Travelling as encounter

It’s quiet. The engine is switched off. No breeze curls the water. Reykja drifts across the dark ocean. I want to sleep for a few hours. Suddenly a deep snout. Then breaths from everywhere.

It knocks me over.

I’ve seen dolphins in the past few days. Hearing them is something completely different. With my eyes, I see bizarrely playful fish dancing around my boat. Funny. Whimsical. Strange. But the ears revel the close relative.

He breathes. Like me. No longer fish. It belongs to the same species. There is not much missing. Can he sigh? Or cry?

Dolphin breathing

Google baffled

I ask Google why dolphins dance around my boat.

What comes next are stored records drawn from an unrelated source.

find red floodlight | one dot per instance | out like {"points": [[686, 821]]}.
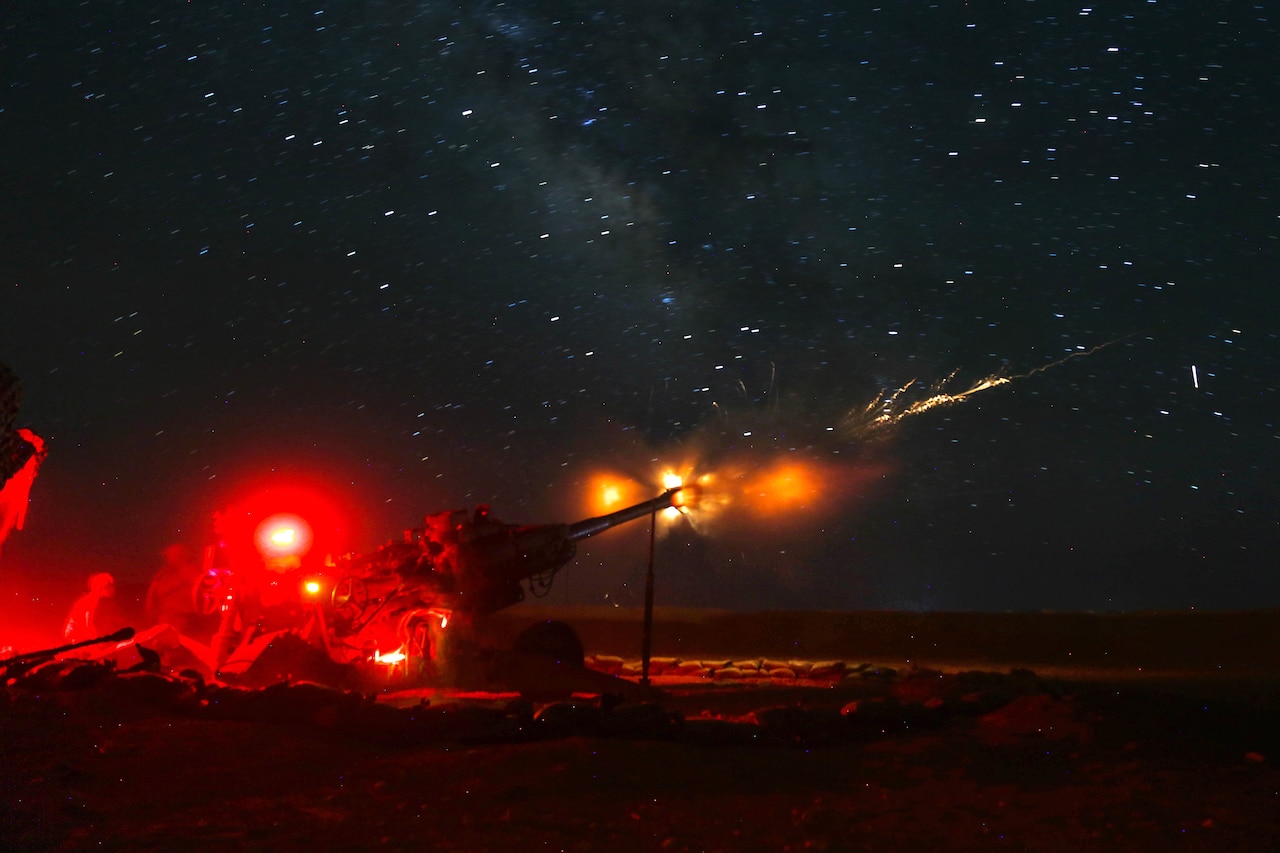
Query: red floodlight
{"points": [[283, 536]]}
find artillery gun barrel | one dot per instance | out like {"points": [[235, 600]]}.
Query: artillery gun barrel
{"points": [[590, 527]]}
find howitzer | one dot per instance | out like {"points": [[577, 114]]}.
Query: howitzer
{"points": [[392, 606], [483, 564], [458, 568], [19, 664]]}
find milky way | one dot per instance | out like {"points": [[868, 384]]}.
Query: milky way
{"points": [[430, 255]]}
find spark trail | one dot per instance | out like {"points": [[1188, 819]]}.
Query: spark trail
{"points": [[888, 409]]}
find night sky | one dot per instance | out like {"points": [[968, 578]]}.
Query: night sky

I am puzzled as to how they leave all their dolphin things when they hear my boat approaching. With high speed, jumping again and again, they look for the bow wave of Reykja. Are they hunting? Do they pair up? What do they like about the ship? They don’t seem to care whether it comes along under sail or with a loud engine.

Dolphins have spotted my boat

Some swim on their backs. Belly to belly. Others jump out of the water at the same time. A small dolphin swims completely synchronously over a large one. When I lean overboard, open eyes look back. It seems that the more I pay attention and talk to them, the longer they stay.

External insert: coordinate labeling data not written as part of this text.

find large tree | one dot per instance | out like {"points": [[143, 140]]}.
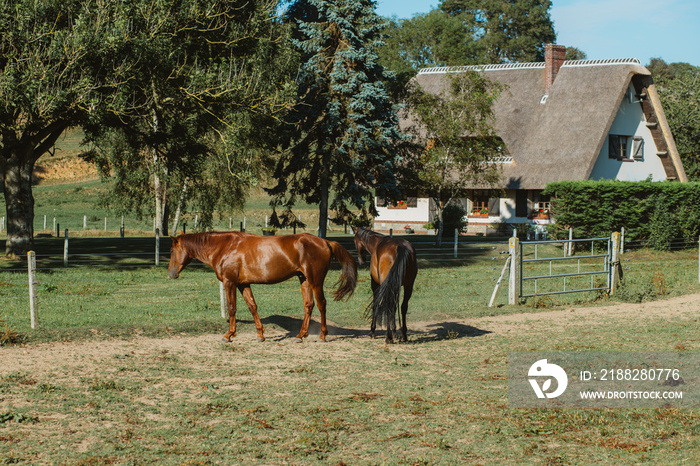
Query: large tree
{"points": [[454, 140], [50, 69], [505, 30], [343, 125], [194, 106], [425, 40]]}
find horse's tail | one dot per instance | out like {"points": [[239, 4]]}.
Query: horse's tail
{"points": [[386, 298], [348, 277]]}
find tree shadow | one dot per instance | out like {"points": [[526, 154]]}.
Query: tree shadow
{"points": [[292, 325], [437, 332]]}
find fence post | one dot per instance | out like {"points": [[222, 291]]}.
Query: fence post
{"points": [[514, 277], [456, 241], [157, 247], [615, 262], [31, 268], [622, 240], [65, 249], [224, 302]]}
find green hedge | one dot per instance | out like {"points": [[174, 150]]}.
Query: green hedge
{"points": [[656, 212]]}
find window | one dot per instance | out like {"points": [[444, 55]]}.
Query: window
{"points": [[410, 200], [625, 148], [480, 206], [638, 148]]}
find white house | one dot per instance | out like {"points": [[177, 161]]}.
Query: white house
{"points": [[560, 120]]}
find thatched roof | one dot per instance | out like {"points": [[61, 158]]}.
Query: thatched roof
{"points": [[561, 138]]}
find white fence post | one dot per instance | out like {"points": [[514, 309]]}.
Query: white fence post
{"points": [[157, 247], [31, 268], [622, 241], [65, 249], [514, 277], [456, 241]]}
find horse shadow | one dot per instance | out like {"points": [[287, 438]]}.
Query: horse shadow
{"points": [[436, 332], [447, 331]]}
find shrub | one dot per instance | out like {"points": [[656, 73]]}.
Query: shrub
{"points": [[647, 210], [452, 217]]}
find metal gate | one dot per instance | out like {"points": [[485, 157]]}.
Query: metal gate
{"points": [[601, 250]]}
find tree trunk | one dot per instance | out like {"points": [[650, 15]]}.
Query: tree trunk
{"points": [[323, 205], [180, 203], [19, 201]]}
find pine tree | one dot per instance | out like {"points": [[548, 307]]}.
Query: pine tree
{"points": [[343, 125]]}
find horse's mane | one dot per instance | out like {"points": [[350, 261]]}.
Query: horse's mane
{"points": [[196, 242]]}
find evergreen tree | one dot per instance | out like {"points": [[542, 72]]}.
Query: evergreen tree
{"points": [[343, 125]]}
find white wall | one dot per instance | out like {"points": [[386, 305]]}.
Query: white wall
{"points": [[418, 214], [629, 121]]}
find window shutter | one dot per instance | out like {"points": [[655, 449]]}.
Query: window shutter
{"points": [[638, 148], [614, 147], [494, 207]]}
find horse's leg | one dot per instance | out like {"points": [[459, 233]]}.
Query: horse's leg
{"points": [[391, 327], [409, 280], [250, 301], [373, 327], [231, 298], [407, 292], [308, 295], [321, 301]]}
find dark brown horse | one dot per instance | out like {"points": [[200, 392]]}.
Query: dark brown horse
{"points": [[242, 259], [392, 265]]}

Google doesn’t want to talk to me about such questions. That’s what kids ask. “Delfins are very curious. In addition, dolphins are playful,” knows wissen.de. “The marine mammals are particularly sweet, particularly mischievous, particularly friendly – and also particularly intelligent,” proclaims the geolino tierlexikon. Only stern.de argues adult: They are exclusively male dolphins, it quotes a Brazilian skipper, who would try to distract the boats from pregnant females. 

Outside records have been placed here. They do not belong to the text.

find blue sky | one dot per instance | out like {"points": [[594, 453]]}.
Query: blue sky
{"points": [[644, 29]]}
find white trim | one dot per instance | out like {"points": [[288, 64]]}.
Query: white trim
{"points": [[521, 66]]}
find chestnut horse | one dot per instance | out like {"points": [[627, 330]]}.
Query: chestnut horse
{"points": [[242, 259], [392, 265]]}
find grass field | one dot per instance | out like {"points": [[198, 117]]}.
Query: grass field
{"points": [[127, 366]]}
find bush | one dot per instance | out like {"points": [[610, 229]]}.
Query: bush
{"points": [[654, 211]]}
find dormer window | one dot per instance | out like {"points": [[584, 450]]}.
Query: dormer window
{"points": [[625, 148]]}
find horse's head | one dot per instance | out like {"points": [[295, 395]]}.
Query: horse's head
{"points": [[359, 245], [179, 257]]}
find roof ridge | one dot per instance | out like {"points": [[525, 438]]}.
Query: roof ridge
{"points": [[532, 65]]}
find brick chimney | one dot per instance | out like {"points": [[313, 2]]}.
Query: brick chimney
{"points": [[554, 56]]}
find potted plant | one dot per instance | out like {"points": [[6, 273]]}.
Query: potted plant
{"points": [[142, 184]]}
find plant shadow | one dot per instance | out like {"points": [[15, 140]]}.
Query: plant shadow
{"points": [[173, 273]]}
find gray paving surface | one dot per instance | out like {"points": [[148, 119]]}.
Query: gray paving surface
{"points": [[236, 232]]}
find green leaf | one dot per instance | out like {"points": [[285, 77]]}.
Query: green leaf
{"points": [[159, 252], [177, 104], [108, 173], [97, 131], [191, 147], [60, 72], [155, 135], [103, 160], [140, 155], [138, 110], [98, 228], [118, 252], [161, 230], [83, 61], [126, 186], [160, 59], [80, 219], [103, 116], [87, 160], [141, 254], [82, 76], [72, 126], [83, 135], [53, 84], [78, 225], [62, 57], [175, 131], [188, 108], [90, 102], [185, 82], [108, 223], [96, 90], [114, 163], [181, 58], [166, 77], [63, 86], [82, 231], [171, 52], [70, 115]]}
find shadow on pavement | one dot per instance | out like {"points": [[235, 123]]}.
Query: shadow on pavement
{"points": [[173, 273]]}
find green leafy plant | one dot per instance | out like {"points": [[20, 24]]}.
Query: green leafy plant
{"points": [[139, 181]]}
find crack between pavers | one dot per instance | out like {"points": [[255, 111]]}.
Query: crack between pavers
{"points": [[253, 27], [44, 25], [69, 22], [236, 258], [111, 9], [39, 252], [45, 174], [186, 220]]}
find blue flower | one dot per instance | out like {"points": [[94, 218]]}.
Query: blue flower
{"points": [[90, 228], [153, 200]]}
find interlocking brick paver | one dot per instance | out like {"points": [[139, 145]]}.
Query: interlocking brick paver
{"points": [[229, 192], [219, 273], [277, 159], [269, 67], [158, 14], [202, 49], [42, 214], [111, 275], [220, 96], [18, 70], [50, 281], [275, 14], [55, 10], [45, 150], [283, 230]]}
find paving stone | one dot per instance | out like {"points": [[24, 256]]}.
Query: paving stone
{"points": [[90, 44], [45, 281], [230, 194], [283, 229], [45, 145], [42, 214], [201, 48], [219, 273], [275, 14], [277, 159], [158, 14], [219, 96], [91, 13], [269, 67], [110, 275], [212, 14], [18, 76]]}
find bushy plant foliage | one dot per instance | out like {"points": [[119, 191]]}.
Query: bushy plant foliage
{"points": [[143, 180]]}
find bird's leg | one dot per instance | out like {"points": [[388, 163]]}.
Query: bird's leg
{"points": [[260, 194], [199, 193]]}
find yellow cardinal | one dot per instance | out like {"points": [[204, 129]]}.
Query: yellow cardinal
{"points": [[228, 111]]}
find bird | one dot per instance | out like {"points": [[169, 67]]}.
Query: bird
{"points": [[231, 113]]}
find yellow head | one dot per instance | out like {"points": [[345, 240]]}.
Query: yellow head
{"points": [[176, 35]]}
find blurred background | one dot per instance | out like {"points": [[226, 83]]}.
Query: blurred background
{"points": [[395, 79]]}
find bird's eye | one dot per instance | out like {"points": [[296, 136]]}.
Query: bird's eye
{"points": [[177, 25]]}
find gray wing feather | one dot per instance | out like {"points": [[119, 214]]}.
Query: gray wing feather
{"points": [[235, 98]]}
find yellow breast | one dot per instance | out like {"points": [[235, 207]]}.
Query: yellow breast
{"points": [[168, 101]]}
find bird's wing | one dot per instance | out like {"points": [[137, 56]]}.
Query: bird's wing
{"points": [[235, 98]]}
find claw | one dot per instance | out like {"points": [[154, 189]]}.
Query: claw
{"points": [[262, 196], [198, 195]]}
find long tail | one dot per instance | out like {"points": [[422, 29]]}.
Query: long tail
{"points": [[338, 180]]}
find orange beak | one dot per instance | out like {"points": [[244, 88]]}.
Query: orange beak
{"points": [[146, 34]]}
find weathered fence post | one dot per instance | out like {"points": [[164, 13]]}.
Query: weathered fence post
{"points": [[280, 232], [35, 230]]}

Belly dance? Eyes for the photographer?

Be seized

I’m baffled. Is that really it? Where are the tons of scripts and dissertations in which biologists explain to me exactly the attraction of the bow wave? I have probably searched the wrong way.

Maybe I don’t want to know? Does it even need the scientific explanation?

Here I meet strangers. Very close. And I react. Asking. Stunning. Taken in.